The California state auditor’s office released a long-awaited report on the state’s regional housing mandates last month, outlining multiple major flaws in the program generally criticized by local lawmakers. 

The Regional Housing Needs Allocation, more commonly known as RHNA, is the chief metric used to figure out where – and how much – new housing is built in California. The number of new homes is set by the state’s Department of Housing and Community Development (HCD).

That program has been criticized by city council members on both sides of the aisle for years, with city and county leaders questioning how they’re supposed to hit what they consider unrealistic targets for new housing and how the state comes up with the numbers. 

The housing department defended their practices in their response to the auditor’s report, saying they were pleased the audit “found no significant problems with the methodology,” and agreed to make several small changes to the process. 

In response, Acting California State Auditor Michael Tilden made his thoughts on the existing methodology clear, saying the housing department mischaracterized the report. 

“Our report does not state that HCD follows a sound methodology when developing needs assessments,” Tilden wrote. “We identified several problems with HCD’s methodology.”


Newport Beach Councilman Will O’Neill said state officials rejected the city’s housing plan, despite zoning for double their required allocation. 

“The RHNA process this cycle has been incredibly frustrating,” O’Neill said. “When cities make a good faith effort and are still denied, and potentially punished, you lose faith in the process.”

Right now, city councils throughout Orange County are trying to figure out where they’re going to fit 180,000 new homes by 2029, and while most have submitted their new plans to the state some have already gotten bad news back. 

[Read: New Housing Plans Pit OC Cities Against Sacramento Over State Mandated Housing Goals]

While the study looked at housing plans all over California, Orange County was specifically left out because the county’s council of governments is currently suing the state, alleging the state failed to use appropriate numbers for housing vacancy rates, overcrowding and population size. 

While local leaders have pushed for lower allocations, the new state audit actually points out why the numbers could go higher. 

In a letter to Gov.
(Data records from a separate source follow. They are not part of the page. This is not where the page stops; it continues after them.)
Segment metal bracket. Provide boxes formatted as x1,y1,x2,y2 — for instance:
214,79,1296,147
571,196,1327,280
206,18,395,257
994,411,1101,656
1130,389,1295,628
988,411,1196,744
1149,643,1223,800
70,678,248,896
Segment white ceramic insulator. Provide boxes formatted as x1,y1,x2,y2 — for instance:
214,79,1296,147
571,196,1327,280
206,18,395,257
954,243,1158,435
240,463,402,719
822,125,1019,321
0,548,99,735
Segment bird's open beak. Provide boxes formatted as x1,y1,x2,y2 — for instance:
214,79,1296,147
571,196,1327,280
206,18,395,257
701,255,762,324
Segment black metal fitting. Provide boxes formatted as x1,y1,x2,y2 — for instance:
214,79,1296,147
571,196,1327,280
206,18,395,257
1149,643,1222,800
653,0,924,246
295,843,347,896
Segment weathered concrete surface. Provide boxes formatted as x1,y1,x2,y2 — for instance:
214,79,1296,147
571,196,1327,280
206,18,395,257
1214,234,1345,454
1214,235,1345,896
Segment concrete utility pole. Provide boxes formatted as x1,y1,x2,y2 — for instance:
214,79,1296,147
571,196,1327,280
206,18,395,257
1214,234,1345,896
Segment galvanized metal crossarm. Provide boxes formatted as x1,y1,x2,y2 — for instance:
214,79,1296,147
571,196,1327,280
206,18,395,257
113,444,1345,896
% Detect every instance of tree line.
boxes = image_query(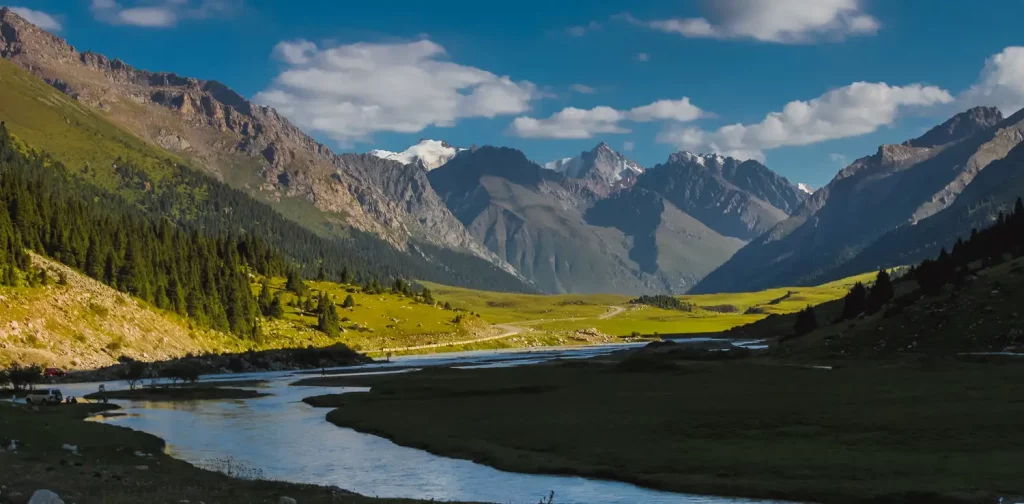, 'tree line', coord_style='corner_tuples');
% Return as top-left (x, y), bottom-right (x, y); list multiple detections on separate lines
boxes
(0, 126), (268, 336)
(794, 198), (1024, 335)
(109, 147), (531, 292)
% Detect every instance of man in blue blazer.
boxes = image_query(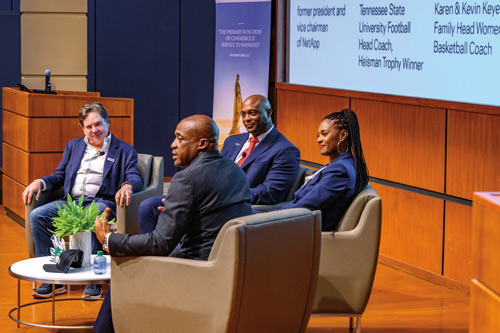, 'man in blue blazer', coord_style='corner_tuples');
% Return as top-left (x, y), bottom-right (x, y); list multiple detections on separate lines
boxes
(23, 102), (144, 298)
(139, 95), (300, 233)
(94, 115), (252, 333)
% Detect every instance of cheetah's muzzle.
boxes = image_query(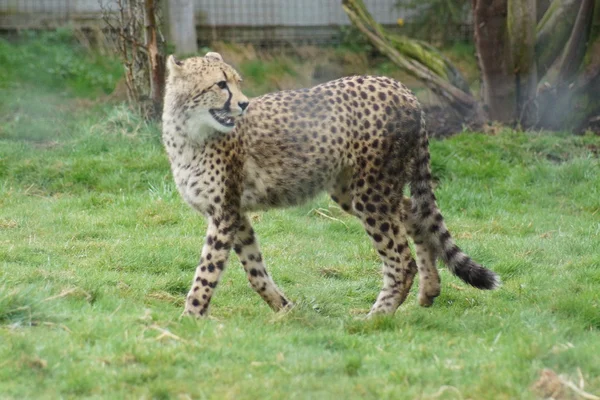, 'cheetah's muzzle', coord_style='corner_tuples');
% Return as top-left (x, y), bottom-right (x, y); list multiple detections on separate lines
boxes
(208, 108), (235, 128)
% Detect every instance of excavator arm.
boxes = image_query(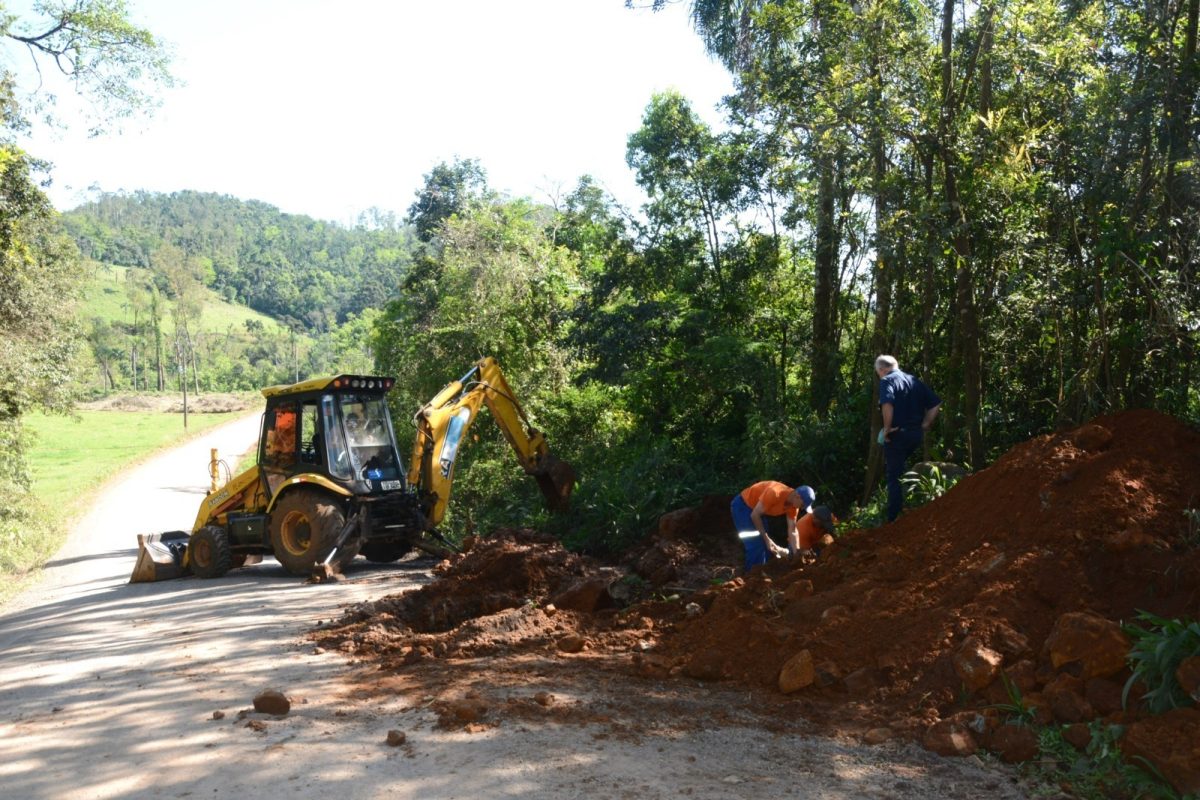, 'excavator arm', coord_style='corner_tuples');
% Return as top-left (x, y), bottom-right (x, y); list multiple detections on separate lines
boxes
(408, 357), (575, 525)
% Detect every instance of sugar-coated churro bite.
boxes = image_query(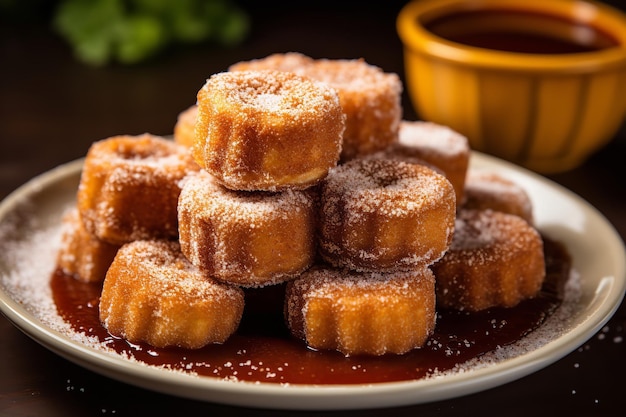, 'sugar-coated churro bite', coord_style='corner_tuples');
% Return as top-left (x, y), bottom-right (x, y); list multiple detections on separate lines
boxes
(463, 169), (534, 224)
(57, 207), (120, 282)
(174, 104), (198, 148)
(230, 52), (402, 161)
(193, 70), (345, 191)
(56, 52), (551, 356)
(285, 266), (436, 356)
(99, 240), (244, 349)
(178, 171), (316, 287)
(77, 134), (199, 245)
(432, 209), (546, 311)
(318, 159), (456, 271)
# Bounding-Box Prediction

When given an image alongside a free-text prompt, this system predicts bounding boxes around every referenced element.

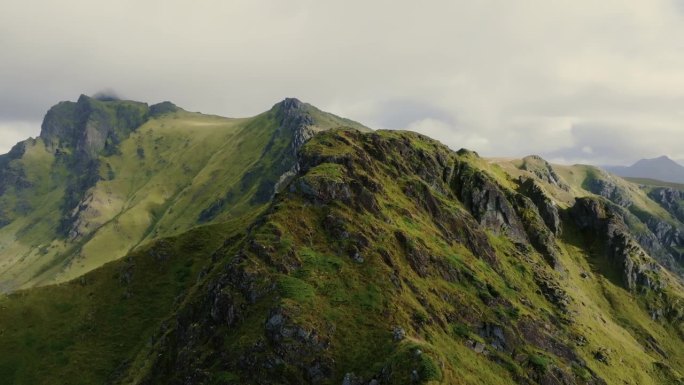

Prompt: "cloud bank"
[0,0,684,164]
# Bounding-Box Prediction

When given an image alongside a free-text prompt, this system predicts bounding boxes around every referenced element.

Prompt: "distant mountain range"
[603,156,684,183]
[0,95,684,385]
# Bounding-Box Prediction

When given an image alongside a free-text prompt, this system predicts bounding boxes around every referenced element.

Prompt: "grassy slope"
[0,220,244,385]
[112,132,684,384]
[0,100,368,289]
[0,127,684,385]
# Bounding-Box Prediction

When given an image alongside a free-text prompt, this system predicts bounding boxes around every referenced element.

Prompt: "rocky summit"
[0,96,684,385]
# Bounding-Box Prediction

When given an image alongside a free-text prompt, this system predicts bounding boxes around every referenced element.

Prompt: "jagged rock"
[594,347,611,365]
[648,188,684,221]
[451,161,529,243]
[571,198,665,290]
[584,173,634,208]
[392,326,406,342]
[520,155,570,191]
[512,194,563,271]
[521,179,562,236]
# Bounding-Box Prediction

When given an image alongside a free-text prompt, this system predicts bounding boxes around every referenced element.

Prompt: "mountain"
[604,156,684,183]
[0,100,684,385]
[0,95,365,290]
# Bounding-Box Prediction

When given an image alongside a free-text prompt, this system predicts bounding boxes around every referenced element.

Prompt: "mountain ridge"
[603,155,684,183]
[0,95,365,288]
[0,100,684,385]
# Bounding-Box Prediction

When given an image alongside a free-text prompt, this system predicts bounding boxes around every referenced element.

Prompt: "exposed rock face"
[584,174,633,208]
[40,95,149,237]
[40,95,149,160]
[521,179,562,236]
[648,188,684,221]
[571,198,665,291]
[452,162,529,243]
[520,155,570,191]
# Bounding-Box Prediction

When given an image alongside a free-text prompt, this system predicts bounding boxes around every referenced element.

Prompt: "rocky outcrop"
[583,173,634,208]
[40,95,149,236]
[451,162,529,243]
[520,155,570,191]
[648,188,684,222]
[520,178,562,236]
[571,198,666,291]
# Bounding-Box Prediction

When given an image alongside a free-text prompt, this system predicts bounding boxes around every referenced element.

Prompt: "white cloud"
[0,0,684,162]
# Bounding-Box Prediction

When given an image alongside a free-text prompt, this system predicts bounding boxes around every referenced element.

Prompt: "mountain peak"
[632,155,681,167]
[273,98,309,111]
[605,155,684,183]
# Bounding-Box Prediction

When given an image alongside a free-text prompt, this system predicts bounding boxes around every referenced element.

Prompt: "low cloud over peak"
[0,0,684,164]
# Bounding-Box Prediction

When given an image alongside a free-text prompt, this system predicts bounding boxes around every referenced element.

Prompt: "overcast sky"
[0,0,684,164]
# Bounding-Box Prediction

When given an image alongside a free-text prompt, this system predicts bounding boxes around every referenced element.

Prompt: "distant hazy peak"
[604,155,684,183]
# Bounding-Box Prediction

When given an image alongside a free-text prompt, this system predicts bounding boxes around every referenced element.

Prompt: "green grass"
[0,222,241,385]
[0,100,363,289]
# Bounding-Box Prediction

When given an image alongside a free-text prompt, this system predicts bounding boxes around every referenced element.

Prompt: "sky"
[0,0,684,165]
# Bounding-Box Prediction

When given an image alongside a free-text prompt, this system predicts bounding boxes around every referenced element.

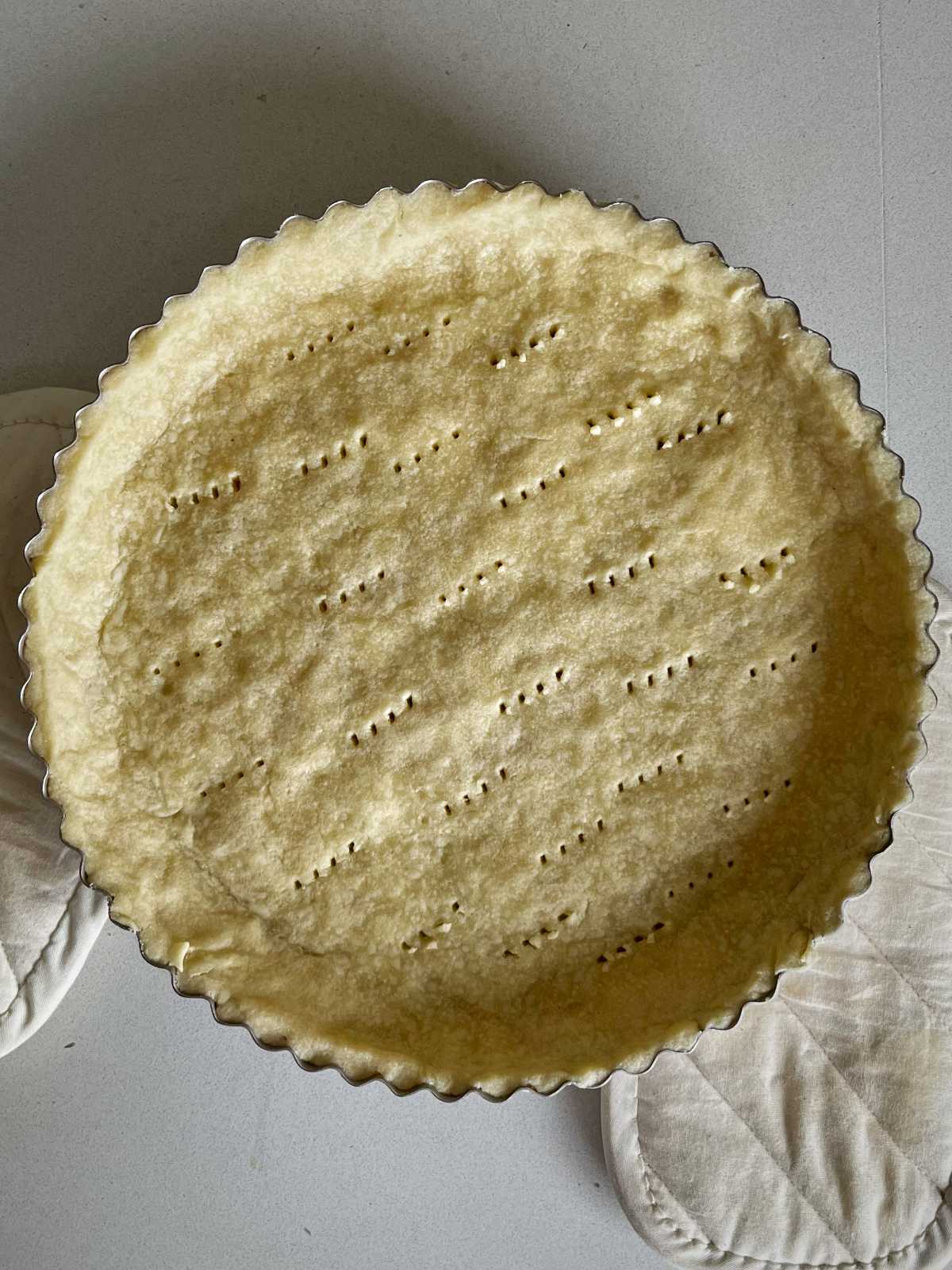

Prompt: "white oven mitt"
[0,389,106,1056]
[601,582,952,1270]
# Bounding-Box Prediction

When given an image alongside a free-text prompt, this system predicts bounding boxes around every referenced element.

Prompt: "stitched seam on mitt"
[632,1077,947,1270]
[0,881,83,1022]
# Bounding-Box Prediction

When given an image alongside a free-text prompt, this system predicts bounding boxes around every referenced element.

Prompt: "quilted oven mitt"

Gavin Newsom and the heads of both the state senate and the assembly, Tilden said they found multiple errors in the process that show the state can’t prove “that its needs assessments are accurate and adequately reported.”   

“The availability of sufficient housing is of vital statewide importance, and HCD’s (the Department of Housing and Community Development) needs assessments are what allow jurisdictions to plan for the development,” Tilden wrote. “We identified multiple areas in which HCD must improve its process.”  

To read the full report and the responses from the government agencies it criticized, click here. 


One of the largest flaws Tilden’s report pointed out was that the housing department has no program for reviewing the data they input, leading to several errors.

“HCD does not have a formal review process to ensure that these important housing needs assessments are as accurate as possible,” the auditors wrote, encouraging them to implement a new review process. 

Auditors also found an error in the RHNA process reduced mandated housing in Sacramento County by just under 2,500 units, meaning the county missed out on factoring them into their housing plan. 

Laura Foote, executive director of Yes In My Backyard Action, said while she expected any audit of the department to show some problems in the math given how complicated the allocation process is, this only shows how local officials need to up their efforts. 

“RHNA is a floor, not a ceiling,” Foote said in a Friday phone interview. “Local officials look at the number of homes we need to build and they’re like ‘Oh my gosh that’s so many’… but at the same time they need to put that alongside the cost of chronically underbuilding for decades.” 

“This is how you solve so many underlying problems.” 

Newport Beach Councilman O’Neill said it’s difficult to apply housing mandates with a broad brushstroke. 

“Anytime a broad, sweeping statement is made about a state with 40 million people, it will be right in some circumstances and wrong in others,” O’Neill said. “Over the last RHNA cycle … we saw over 1,000 units built (over the minimum), but we received no credit for that into the next cycle.” 


Auditors also raised concerns that the housing department failed to show how it came up with a healthy housing vacancy rate, the number that represents how many homes should be empty in the area at any given time. 

That rate can set the bar for hundreds or thousands of new homes, such as in Sacramento County, where it increased the necessary construction by 22,700 units, and the auditors say there’s no real information backing up the department using a 5% vacancy rate. 

“When we asked HCD for its support of using the 5 percent healthy vacancy rate in the assessments, it provided only limited information that did not adequately support its assumptions,” auditors wrote. 

The report the 5% vacancy figure was based on came from a working group in 2010, which didn’t specifically state a preferred number and was using some government reports published in the 1980s. 

The auditors also brought up concerns that the department failed to address the loss of housing to natural disasters such as wildfires, a growing problem in California. 

The report also outlined concerns with how the state’s Department of Finance handled its projections for the future, saying they have been generally accurate but still had room for improvement. 

The Finance Department agreed to make the recommended changes in their response to the audit.